How he wished to be younger, how he suddenly, jerkingly wished to be less important to the people and land of Oshu, how he wished he was one of the many men loading barrels and crates onto the ship, saying good-byes and singing fisherman's songs as the ship was ready to make sail for the exciting, unruly unknown.
Dressed in his full armor, Masamune stood overlooking the commotion from afar. The great crescent on his helmet cast a golden glow in his vision, making the day seem that much more magnificent as the work of many months past floated now on its maiden voyage. The Tokugawa may have suspected, but let them suspect. They were days away in the capital, having left Masamune alone for a long time since their last visit.
The galleon gleamed in the sunlight, and his wife's words flowed back to him from hundreds of nights before, her calm words of faith and love that wrapped his nightmares in fears into a package, a package he imagined as a crate boarding the ship. Yes, no more could they haunt him, no more could dishonor blot his name in the middle of the night where phantoms shrieked at him and blood ran cold on the floor. Here they were sailing away, far away from him to transform into a name, reason and purpose he knew he was meant to bring.
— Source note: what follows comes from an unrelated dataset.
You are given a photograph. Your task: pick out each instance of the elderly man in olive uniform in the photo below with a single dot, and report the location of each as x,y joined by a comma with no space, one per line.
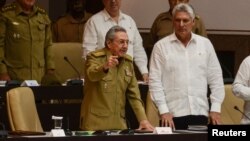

This was it. This was something Masamune was sure he'd be known for, this was what he was going to be remembered for, this...this...
Megohime appeared beside him, smiling down at the hard, diligent work of her husband.
"Your second eye, Masamune," she spoke.
"In public, dear wife, I am your lord, not Masamune," he shot back, though he too was smiling.
The Date Maru pushed away from harbor to the cheers and song of the sailors and crowds that had gathered, singing in praise of the Dragon.